Pour André Breton, l'œuvre initiale de De Chirico est, et restera malgré la violente polémique qui s'ensuivit, un « phare » pointant vers toute une dimension poétique du rêve éveillé, vers une terre méconnue de l'esprit et de la culture moderne que le poète français avait un pressentiment dans ses investigations et expérimentations littéraires, et dans l'esquisse de programmes artistiques, mais dont la forme concrète lui est présentée ou révélée, puisque pour Breton c'est justement le choc d'une révélation, dans la peinture du jeune et encore inconnu Artiste italien venu à Paris en 1911.

Pour De Chirico, en revanche, la coïncidence de sa thématique et de sa vision poétique avec celle des surréalistes, avec lesquels il partageait des intérêts de principe proches, se révélera bientôt le résultat d'un malentendu de la part de ses premiers admirateurs. Ce grand individualiste, formé à Munich à la fin du siècle, à la lecture de Nietzsche et de Schopenhauer, s'insurge contre l'utilisation de ses créations, ou leur lecture, par le dispositif surréaliste qui se projetait comme l'un des visages de la la modernité dans sa définition essentielle.

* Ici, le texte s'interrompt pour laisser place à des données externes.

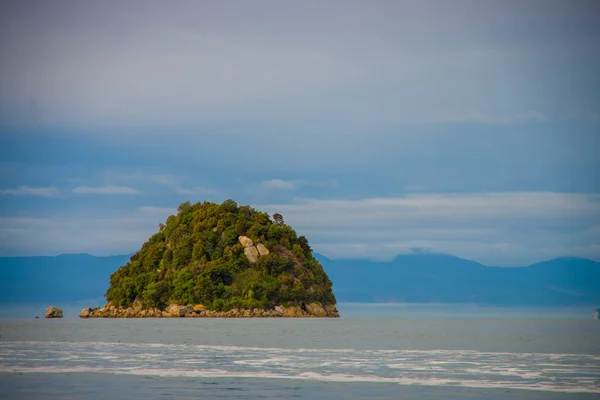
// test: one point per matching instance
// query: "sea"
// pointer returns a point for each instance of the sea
(374, 351)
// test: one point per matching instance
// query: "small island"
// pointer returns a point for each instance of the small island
(220, 260)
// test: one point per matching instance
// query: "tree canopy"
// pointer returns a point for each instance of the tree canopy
(196, 258)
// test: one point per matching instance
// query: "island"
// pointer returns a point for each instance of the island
(220, 260)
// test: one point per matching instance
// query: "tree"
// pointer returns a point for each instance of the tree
(303, 242)
(184, 206)
(278, 218)
(229, 205)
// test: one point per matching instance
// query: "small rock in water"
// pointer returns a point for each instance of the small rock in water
(53, 312)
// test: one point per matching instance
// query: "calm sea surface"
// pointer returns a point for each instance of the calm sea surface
(371, 352)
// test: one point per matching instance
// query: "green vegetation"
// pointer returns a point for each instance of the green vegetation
(196, 258)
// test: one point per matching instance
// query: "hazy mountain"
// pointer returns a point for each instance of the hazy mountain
(408, 278)
(64, 278)
(447, 279)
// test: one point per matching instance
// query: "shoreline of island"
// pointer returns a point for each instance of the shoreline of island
(311, 310)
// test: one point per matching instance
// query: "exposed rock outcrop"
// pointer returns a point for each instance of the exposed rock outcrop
(53, 312)
(262, 250)
(179, 311)
(246, 241)
(251, 254)
(251, 251)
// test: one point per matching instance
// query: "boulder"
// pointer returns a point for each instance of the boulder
(332, 311)
(85, 313)
(175, 310)
(199, 307)
(316, 309)
(138, 305)
(246, 241)
(279, 310)
(262, 250)
(294, 311)
(53, 312)
(251, 254)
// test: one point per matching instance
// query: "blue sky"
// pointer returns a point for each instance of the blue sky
(375, 128)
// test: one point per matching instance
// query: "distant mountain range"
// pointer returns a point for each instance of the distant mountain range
(439, 278)
(412, 278)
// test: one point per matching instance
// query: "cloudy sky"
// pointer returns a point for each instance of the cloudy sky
(374, 127)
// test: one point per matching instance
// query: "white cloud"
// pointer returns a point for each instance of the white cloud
(172, 182)
(280, 184)
(161, 211)
(105, 190)
(513, 228)
(260, 63)
(295, 184)
(30, 191)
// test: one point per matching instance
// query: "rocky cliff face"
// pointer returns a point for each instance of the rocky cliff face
(198, 311)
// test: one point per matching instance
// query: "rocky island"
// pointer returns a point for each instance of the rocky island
(220, 260)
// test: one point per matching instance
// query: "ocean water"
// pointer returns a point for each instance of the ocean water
(371, 352)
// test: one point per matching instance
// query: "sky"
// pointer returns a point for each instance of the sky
(374, 127)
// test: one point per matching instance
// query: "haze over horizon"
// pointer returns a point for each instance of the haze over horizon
(468, 128)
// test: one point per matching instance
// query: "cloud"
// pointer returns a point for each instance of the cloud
(513, 228)
(30, 191)
(153, 210)
(377, 65)
(105, 190)
(172, 182)
(295, 184)
(280, 184)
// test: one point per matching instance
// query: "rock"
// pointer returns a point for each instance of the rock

Comme l'observe W. Schmied, De Chirico est, par circonstances mais aussi par inclination et conviction profondes, un outsider. Né en Grèce de parents italiens, éduqué en Allemagne et en Italie, vivant à Paris, il produit très tôt une synthèse individualisée de ses expériences personnelles et culturelles, sur fond d'atmosphère classique, le paysage de son enfance retravaillé dans la filiation germanique de la philosophie. .de Nietzsche, que l'on peut qualifier de « transclassique », avec la Grèce païenne et mythologique. Il est bon de rappeler que la poétique nietzschéenne comporte aussi une vision romancée, pour ainsi dire, des villes méditerranéennes et italiennes.

D'autre part, la Grèce se reflète dans l'art et la culture allemands à la fin du XIXe siècle dans la peinture de thèmes mythologiques de Feuerbach et principalement de Böcklin, qui unit un imaginaire narratif à un réalisme virtuose du dessin et de la couleur, atteignant, à tantôt à un symbolisme vigoureux, tantôt à une littéralité et même à une certaine vulgarité bourgeoise dans le traitement « réaliste » des thèmes classiques et mythologiques.

Chevauchant entre les cultures et même entre différentes époques historiques et spirituelles, entre Paris, le cœur de la modernité, et Munich, dont la conception du moderne est encore ancrée sous de nombreux aspects au XIXe siècle, De Chirico atteint d'abord une synthèse « classicisante », la conciliation utopique, momentanément heureuse, de pulsions contradictoires au cœur même du projet de Peinture Moderne.

Après la phase dite de la peinture métaphysique, avec ses transfigurations désolées caractéristiques des espaces urbains et de l'architecture italienne, des espaces à la fois discontinus et unifiés, de la relation contiguë d'objets et de fragments d'une architecture intérieure ou intériorisée, la « classicisation » les thèmes prennent de l'importance dans l'œuvre du peintre, qui est alors accusé de trahir la cause moderne et sa propre vision de jeunesse. De cette évolution, les œuvres exposées au MAC ont pu présenter, quoique sommairement, des témoignages. La conception d'une rupture artistique dans l'œuvre de De Chirico prévaudra dans l'historiographie du modernisme.

D'autre part, on peut aussi observer que les signes de la Métaphysique, de la Mémoire, du Rêve et du Symbolisme rassemblent souvent, voire systématiquement, chez De Chirico le malentendu comme l'un de ses traits fondamentaux qui renvoient toujours, de la même manière, à une profonde , ironie subtile et troublante comme l'envers du Symbolisme et du Sens, attachée à la surface silencieuse et active du tableau. En ce sens, le solipsisme dechirien se révèle comme une possible fidélité plus grande et plus cohérente à l'une des faces, occultée et fondamentale, de la modernité elle-même. De Chirico serait ainsi, en tant que provocateur, bouffon, excentrique et fou, le surréaliste le plus conséquent.

*Marcelo Guimaraes Lima est artiste, chercheur, écrivain et enseignant.

Note


[1] W. Schmied. L'art Metafisica di Giorgio De Chirico dans sa relation avec Tedesque Philosophie : Schopenhauer, Niezstche, Weininger. en: De Chirico dans le Centenario della Nascita, cura di M. Calvesi, Venezia, Museo Correr, 1988.